Kendi's book is of a piece with other contemporary writers on race who see so much left undone. There is a natural hunger to end racism immediately. Ironically, Kendi's own book is about the centuries long evolution of the idea of race and racism. Nothing happens quickly. WEB DoBois harbored racist ideas ("the Talented Tenth") himself in his youth.
It's bleak. It's hopeless. It's impossible.

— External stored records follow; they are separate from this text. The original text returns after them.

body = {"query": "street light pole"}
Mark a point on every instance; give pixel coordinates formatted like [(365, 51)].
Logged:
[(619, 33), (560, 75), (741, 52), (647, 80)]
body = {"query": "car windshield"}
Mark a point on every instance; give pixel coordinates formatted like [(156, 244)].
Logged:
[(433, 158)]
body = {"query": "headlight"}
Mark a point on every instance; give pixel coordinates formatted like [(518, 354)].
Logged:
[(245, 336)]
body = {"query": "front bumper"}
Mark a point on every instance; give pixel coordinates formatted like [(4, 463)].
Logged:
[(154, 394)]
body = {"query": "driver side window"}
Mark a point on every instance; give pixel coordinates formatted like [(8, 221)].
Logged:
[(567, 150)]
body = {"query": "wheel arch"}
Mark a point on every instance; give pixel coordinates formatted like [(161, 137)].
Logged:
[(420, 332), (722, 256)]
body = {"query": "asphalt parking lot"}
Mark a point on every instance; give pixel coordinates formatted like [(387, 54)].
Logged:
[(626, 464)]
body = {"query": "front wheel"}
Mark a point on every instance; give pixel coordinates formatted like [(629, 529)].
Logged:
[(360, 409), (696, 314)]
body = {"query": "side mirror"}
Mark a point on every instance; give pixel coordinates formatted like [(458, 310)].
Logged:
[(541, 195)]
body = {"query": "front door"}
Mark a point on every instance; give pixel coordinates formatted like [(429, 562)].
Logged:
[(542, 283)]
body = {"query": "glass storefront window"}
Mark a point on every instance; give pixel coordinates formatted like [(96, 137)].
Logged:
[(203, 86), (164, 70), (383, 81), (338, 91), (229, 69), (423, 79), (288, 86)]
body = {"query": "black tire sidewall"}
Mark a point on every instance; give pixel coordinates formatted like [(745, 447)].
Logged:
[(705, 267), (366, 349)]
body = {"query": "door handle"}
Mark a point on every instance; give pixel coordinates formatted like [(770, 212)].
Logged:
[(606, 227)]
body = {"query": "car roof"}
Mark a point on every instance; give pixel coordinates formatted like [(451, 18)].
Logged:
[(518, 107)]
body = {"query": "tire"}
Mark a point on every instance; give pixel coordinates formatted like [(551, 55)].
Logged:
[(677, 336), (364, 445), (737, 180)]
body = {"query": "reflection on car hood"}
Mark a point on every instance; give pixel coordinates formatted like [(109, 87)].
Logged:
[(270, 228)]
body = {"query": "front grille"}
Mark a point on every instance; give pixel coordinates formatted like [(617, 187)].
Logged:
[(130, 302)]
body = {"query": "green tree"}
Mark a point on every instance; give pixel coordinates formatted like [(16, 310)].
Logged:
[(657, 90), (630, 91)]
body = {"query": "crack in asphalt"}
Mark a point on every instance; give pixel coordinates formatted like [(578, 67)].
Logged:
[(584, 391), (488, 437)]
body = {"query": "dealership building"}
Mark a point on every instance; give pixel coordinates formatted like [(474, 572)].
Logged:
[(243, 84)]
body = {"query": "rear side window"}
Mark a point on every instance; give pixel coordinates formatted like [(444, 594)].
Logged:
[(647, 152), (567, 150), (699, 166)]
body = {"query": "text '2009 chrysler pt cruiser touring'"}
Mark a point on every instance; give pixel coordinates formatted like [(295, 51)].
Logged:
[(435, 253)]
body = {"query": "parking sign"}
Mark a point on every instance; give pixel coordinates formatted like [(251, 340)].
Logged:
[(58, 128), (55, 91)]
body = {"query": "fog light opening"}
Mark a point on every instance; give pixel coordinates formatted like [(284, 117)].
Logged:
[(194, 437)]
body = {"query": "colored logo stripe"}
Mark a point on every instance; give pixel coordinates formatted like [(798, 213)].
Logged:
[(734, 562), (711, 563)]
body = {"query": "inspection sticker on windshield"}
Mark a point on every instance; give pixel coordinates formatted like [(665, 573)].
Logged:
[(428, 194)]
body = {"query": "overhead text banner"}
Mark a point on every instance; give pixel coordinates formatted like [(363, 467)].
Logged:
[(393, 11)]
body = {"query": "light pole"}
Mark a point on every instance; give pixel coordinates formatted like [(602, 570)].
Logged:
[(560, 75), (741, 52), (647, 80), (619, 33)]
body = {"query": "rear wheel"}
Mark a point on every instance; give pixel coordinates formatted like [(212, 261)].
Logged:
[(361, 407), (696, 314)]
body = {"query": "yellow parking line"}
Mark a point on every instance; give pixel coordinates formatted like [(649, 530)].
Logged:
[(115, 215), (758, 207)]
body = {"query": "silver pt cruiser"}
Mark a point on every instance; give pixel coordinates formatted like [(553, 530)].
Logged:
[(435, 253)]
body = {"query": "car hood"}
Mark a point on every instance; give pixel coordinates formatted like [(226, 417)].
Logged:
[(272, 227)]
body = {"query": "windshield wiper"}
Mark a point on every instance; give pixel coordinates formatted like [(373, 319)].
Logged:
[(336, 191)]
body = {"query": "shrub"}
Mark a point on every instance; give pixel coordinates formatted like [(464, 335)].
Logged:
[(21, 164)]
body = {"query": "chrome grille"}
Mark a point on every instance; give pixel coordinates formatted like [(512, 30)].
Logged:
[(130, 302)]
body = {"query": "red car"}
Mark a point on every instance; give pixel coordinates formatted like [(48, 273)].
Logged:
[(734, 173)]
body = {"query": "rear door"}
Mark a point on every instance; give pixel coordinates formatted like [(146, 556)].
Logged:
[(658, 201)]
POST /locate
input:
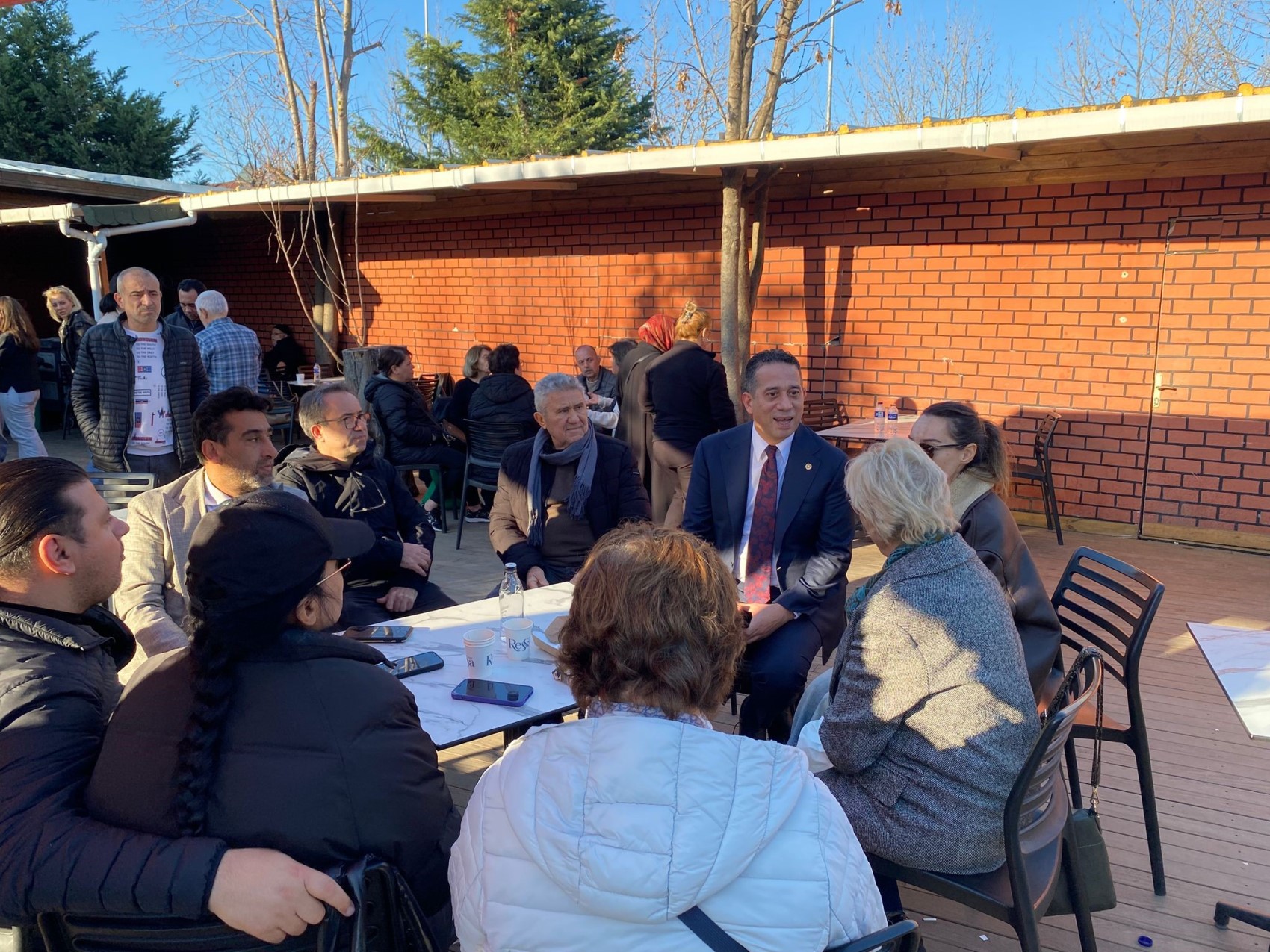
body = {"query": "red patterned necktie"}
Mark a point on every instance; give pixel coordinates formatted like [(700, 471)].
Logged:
[(762, 535)]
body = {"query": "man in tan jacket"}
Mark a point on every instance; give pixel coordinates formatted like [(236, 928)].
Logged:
[(232, 435)]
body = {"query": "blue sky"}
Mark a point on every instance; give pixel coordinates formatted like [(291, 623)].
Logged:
[(1025, 34)]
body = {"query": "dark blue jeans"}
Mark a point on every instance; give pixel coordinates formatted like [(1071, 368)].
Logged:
[(778, 674)]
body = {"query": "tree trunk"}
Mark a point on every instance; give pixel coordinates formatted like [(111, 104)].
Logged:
[(731, 257)]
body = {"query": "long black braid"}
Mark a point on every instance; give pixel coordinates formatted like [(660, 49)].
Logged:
[(223, 629)]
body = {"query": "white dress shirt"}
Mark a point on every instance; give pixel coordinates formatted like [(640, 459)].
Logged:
[(212, 497), (758, 457)]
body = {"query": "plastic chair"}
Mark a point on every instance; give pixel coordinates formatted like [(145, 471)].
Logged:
[(486, 446), (1110, 605), (899, 937), (1041, 848), (1039, 470), (118, 488), (388, 921)]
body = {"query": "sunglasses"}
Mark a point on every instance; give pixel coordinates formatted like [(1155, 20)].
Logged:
[(929, 448)]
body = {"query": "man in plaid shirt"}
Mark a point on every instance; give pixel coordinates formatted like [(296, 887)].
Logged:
[(230, 352)]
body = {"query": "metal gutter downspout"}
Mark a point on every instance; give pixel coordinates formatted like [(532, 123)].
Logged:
[(97, 240)]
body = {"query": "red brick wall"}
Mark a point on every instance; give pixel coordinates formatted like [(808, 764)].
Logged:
[(1020, 300)]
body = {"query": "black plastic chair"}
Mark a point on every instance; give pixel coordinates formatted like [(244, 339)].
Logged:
[(118, 488), (1041, 470), (1110, 605), (388, 919), (486, 446), (899, 937), (1041, 848)]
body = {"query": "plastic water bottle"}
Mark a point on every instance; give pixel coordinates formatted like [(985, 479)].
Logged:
[(511, 594)]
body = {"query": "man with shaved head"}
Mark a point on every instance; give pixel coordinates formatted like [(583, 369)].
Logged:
[(136, 386), (601, 388)]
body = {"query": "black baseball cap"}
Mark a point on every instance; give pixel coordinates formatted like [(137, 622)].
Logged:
[(270, 542)]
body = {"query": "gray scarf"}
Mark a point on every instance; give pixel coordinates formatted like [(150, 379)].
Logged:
[(583, 452)]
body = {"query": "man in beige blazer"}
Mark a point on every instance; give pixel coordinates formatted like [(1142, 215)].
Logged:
[(232, 435)]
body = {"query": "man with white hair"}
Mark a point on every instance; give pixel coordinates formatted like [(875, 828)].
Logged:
[(562, 491), (230, 352)]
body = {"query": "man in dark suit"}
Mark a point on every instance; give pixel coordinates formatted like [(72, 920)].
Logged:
[(770, 497)]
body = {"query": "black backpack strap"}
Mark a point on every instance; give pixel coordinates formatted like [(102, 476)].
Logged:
[(709, 932)]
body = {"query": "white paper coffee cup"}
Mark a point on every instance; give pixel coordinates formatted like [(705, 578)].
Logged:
[(480, 645), (518, 636)]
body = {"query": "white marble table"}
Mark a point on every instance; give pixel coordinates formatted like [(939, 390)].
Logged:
[(448, 721), (1240, 658)]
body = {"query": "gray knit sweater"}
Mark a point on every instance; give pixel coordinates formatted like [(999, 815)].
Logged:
[(931, 714)]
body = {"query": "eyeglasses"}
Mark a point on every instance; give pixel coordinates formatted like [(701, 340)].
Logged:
[(929, 448), (351, 420), (326, 578)]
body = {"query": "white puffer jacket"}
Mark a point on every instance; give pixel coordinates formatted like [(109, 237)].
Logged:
[(596, 834)]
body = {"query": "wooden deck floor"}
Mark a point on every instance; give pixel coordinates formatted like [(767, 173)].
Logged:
[(1212, 781)]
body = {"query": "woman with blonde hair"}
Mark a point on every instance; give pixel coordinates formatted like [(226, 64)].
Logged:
[(72, 320), (613, 832), (687, 393), (19, 379), (475, 370), (931, 715)]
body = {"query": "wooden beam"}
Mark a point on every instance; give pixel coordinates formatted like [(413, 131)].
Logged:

You can't engage social change by labelling and judging, at least not out loud. If Kendi believes that the "real problem" is white liberals who aren't quite committed to the pace and depth of change he suggests (without really explaining who to effect that change), then he shuts the door to natural allies. Leonard Pitts makes the case that Democrats need to do more for black voters. But he does so acknowledging the context of the current GOP. He, too, however confuses Doug Jones' rhetoric about bipartisanship as a sellout of black voters. Jones is saying that, because that is what politicians say. Judge Jones by his votes. Not the votes he won't be able to make, say, on a new Voting Rights Act, or Criminal Justice Reform. Judge him on the votes he takes.
You can take the position that America remains hopelessly racist. That the progress some point to since the end of slavery or Jim Crow is illusory. But if you do that, what is the agenda of change? Why bother to tweak marijuana sentencing laws if the whole system is hopelessly corrupt? Why fight one voter ID law, when gerrymandering still exists?
How do you build a movement out of despair?